Ce billet consécutif au sommet atlantique de Varsovie est paru dans l'Action Française 2000 du 21 juillet 2016 sous le titre Varsovie sollicite l’Otan face à Moscou (n°2936 p.6). Il entre en archives chez Royal-Artillerie sous le libellé AF2000 avec quelques notes en bas de page.

logo officiel du sommet
Parmi les pays d'Europe centrale et orientale (PECO) la Pologne a pris la tête du combat de confinement des appétits russes. Historiquement les relations russo-polonaises ont toujours été tumultueuses et sanglantes. Après mille ans de disputes, elle fut déplacée de trois cents kilomètres vers l'ouest par Staline en 1945, qui voulait un glacis à son occident.
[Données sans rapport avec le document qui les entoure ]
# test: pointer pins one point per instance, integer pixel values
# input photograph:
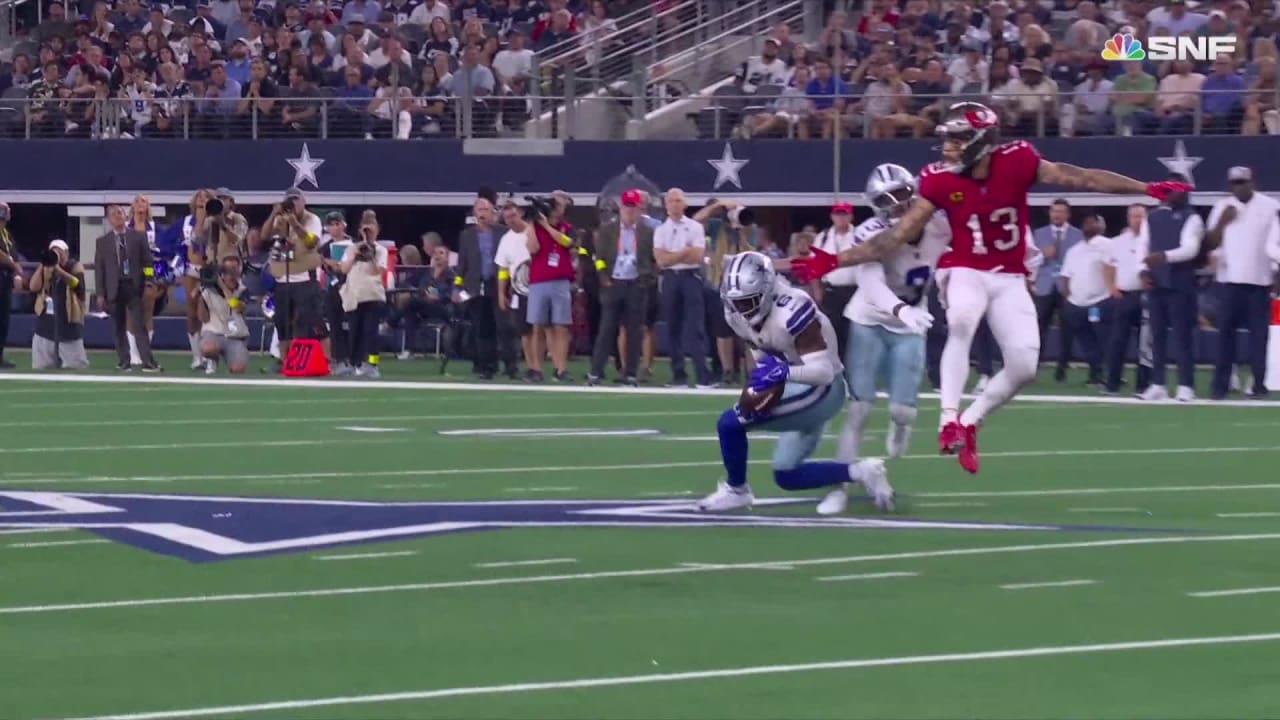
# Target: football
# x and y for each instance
(763, 400)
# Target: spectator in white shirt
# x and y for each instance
(1123, 274)
(1086, 290)
(1248, 231)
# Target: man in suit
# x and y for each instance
(1054, 240)
(626, 269)
(122, 265)
(478, 287)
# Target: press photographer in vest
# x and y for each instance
(10, 278)
(1247, 229)
(220, 305)
(60, 305)
(293, 235)
(364, 295)
(1170, 246)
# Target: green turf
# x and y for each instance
(1118, 465)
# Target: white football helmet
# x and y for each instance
(748, 286)
(890, 190)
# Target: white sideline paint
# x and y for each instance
(643, 573)
(528, 563)
(1048, 584)
(607, 682)
(576, 390)
(865, 577)
(364, 474)
(368, 555)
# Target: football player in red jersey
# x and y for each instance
(982, 187)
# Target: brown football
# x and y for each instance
(760, 401)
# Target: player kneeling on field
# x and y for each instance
(795, 390)
(223, 333)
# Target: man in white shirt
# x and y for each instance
(1248, 231)
(680, 247)
(1123, 274)
(1086, 290)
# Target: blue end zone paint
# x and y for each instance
(205, 528)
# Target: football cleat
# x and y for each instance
(968, 455)
(950, 438)
(727, 497)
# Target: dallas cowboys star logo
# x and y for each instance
(305, 168)
(204, 528)
(727, 168)
(1180, 163)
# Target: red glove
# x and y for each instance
(814, 265)
(1164, 188)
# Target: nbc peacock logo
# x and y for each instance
(1123, 48)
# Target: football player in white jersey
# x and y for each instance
(887, 314)
(792, 342)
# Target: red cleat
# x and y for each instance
(969, 449)
(950, 438)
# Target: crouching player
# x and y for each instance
(795, 350)
(888, 314)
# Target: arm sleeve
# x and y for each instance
(1188, 245)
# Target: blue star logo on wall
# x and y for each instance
(1180, 163)
(205, 528)
(727, 168)
(305, 168)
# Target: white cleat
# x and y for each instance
(727, 497)
(836, 501)
(1156, 393)
(876, 481)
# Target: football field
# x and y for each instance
(264, 548)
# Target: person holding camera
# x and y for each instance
(10, 278)
(626, 268)
(220, 305)
(60, 304)
(364, 295)
(551, 282)
(123, 264)
(295, 236)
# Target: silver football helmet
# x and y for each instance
(748, 286)
(890, 190)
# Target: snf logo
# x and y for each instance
(1202, 49)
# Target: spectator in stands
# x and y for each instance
(1223, 98)
(1032, 100)
(425, 13)
(828, 95)
(1084, 287)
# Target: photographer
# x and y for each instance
(551, 282)
(333, 247)
(10, 278)
(295, 235)
(220, 305)
(364, 295)
(59, 288)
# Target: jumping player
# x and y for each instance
(982, 187)
(887, 314)
(792, 342)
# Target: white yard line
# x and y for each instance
(865, 577)
(529, 563)
(1235, 592)
(643, 573)
(1047, 584)
(368, 555)
(755, 670)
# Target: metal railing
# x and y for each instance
(771, 112)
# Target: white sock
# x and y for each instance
(851, 434)
(135, 356)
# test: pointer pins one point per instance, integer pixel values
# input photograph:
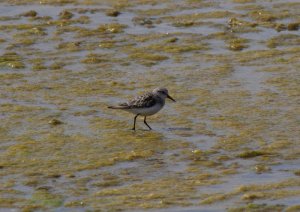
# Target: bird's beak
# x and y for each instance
(171, 98)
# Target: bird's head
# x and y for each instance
(163, 93)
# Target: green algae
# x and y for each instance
(95, 160)
(258, 207)
(46, 199)
(12, 60)
(251, 154)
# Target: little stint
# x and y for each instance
(145, 105)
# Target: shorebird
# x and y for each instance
(146, 104)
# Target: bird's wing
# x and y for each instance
(146, 100)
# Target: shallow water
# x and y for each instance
(230, 142)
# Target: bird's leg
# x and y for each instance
(135, 121)
(147, 123)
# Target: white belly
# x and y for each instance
(146, 111)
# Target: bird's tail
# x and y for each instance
(116, 107)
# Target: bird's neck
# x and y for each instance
(160, 100)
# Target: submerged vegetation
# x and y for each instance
(231, 140)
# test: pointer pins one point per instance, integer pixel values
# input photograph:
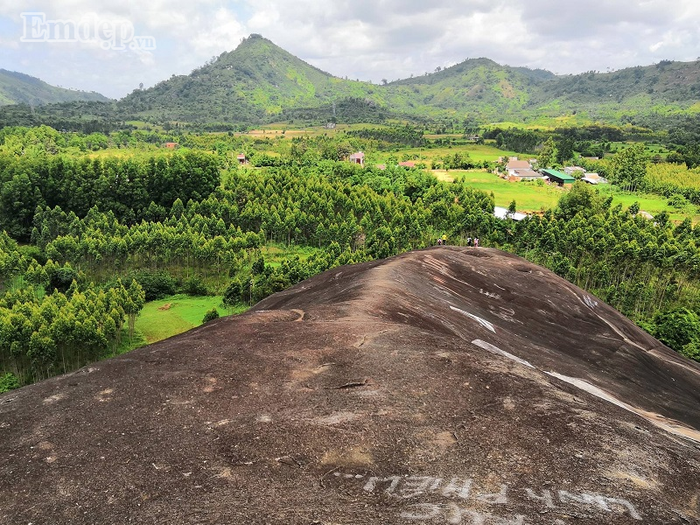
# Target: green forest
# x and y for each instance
(95, 225)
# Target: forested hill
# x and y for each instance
(18, 88)
(255, 81)
(259, 82)
(478, 86)
(635, 90)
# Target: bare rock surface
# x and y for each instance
(446, 386)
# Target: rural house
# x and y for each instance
(357, 158)
(558, 177)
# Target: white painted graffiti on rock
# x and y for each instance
(463, 489)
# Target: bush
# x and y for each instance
(8, 382)
(194, 286)
(210, 315)
(156, 284)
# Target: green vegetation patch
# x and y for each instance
(173, 315)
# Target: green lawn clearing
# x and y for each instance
(173, 315)
(528, 196)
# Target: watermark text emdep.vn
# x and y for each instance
(118, 35)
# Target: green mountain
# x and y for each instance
(666, 86)
(479, 86)
(255, 82)
(259, 82)
(18, 88)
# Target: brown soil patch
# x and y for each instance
(446, 386)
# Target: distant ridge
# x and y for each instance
(19, 88)
(259, 82)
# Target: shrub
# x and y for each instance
(210, 315)
(8, 382)
(156, 284)
(194, 286)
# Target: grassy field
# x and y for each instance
(478, 152)
(171, 316)
(653, 204)
(528, 196)
(532, 197)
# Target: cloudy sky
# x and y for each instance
(360, 39)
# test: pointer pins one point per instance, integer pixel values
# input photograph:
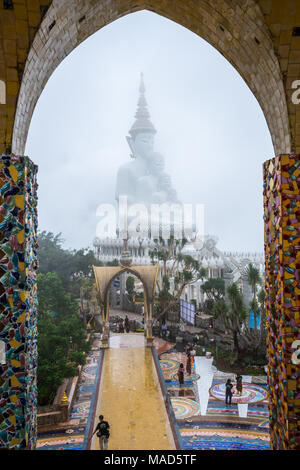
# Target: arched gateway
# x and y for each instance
(104, 276)
(261, 40)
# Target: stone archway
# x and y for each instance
(238, 32)
(105, 275)
(260, 38)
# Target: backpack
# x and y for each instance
(103, 429)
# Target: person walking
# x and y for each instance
(103, 433)
(164, 329)
(127, 326)
(189, 364)
(180, 374)
(239, 384)
(228, 392)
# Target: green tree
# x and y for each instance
(214, 288)
(70, 265)
(236, 314)
(254, 280)
(183, 269)
(62, 340)
(220, 310)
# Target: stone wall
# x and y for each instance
(18, 302)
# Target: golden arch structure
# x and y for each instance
(261, 39)
(104, 276)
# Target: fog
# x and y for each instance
(210, 129)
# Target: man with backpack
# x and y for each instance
(103, 433)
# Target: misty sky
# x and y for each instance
(210, 129)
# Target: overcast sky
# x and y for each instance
(210, 129)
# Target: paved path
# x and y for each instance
(130, 398)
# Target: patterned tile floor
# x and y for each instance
(70, 436)
(204, 420)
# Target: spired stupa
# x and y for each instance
(144, 181)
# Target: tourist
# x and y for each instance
(164, 329)
(180, 374)
(103, 433)
(127, 326)
(239, 384)
(189, 364)
(228, 392)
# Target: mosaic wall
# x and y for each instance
(18, 302)
(281, 219)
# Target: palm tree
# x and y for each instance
(236, 314)
(220, 310)
(254, 279)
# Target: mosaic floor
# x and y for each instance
(71, 435)
(203, 418)
(205, 421)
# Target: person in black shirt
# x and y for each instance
(228, 392)
(103, 433)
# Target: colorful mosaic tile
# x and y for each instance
(18, 302)
(282, 241)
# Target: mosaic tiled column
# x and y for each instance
(281, 219)
(18, 302)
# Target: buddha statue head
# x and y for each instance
(157, 163)
(143, 144)
(142, 131)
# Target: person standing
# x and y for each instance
(189, 364)
(103, 433)
(239, 384)
(228, 392)
(127, 327)
(164, 330)
(180, 374)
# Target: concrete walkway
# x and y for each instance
(130, 398)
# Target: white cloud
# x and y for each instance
(211, 129)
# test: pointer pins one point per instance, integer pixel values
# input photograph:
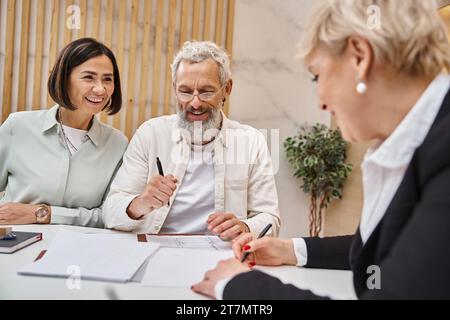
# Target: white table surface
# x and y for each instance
(334, 283)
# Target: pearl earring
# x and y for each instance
(361, 87)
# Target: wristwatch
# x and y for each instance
(42, 214)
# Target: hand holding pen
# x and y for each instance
(262, 234)
(156, 194)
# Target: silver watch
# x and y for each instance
(42, 214)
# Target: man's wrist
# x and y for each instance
(290, 258)
(133, 212)
(42, 214)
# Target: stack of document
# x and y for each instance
(181, 267)
(107, 257)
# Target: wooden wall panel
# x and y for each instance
(144, 45)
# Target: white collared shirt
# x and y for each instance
(384, 166)
(244, 182)
(36, 166)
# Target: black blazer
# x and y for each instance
(411, 244)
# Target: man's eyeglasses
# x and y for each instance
(204, 96)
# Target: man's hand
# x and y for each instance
(224, 269)
(155, 195)
(226, 225)
(18, 213)
(266, 251)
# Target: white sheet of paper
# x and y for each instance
(109, 257)
(192, 242)
(175, 267)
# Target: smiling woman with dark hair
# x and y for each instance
(56, 165)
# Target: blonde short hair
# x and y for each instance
(406, 35)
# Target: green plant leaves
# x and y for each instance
(317, 155)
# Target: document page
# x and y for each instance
(192, 242)
(180, 267)
(109, 257)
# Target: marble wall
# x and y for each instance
(273, 91)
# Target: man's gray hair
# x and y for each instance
(198, 51)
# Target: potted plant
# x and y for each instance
(317, 155)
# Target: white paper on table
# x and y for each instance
(175, 267)
(109, 257)
(192, 242)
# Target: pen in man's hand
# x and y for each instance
(161, 173)
(262, 234)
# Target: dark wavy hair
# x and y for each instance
(74, 54)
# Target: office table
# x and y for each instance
(334, 283)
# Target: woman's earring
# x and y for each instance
(361, 87)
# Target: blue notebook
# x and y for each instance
(22, 240)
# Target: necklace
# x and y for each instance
(66, 139)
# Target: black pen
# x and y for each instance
(161, 173)
(262, 234)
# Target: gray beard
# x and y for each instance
(201, 132)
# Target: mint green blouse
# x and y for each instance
(36, 166)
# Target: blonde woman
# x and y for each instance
(387, 83)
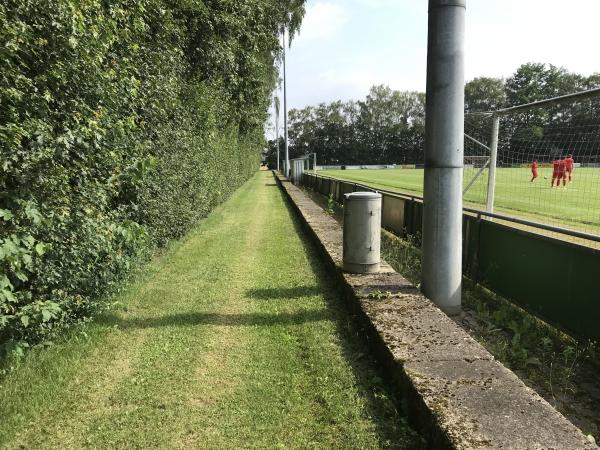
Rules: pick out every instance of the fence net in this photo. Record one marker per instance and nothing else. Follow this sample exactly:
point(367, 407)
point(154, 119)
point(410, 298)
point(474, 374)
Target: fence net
point(535, 178)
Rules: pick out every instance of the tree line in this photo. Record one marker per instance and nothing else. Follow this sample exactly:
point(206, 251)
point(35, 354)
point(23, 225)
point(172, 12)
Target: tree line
point(122, 123)
point(388, 126)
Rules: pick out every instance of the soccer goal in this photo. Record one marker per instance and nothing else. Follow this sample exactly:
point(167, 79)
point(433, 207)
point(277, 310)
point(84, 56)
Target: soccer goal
point(540, 159)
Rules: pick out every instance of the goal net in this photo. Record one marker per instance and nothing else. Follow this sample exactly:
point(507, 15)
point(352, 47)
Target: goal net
point(533, 180)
Acquérant jusqu'à l'Oder des terres prussiennes à poloniser, elle y perdit les vieilles provinces de Polésie, Volhynie et Galicie avec des capitales importantes comme Lvov et Brest(-Litovsk). Les républiques augmentées d'Ukraine et Biélorussie furent dotées d'un siège à l'ONU pour marquer définitivement la frontière après un nettoyage ethnique brutal. Ainsi le contentieux russo-polonais n'est-il pas seulement dû aux quarante-cinq ans d'occupation soviétique et au massacre de Katyn.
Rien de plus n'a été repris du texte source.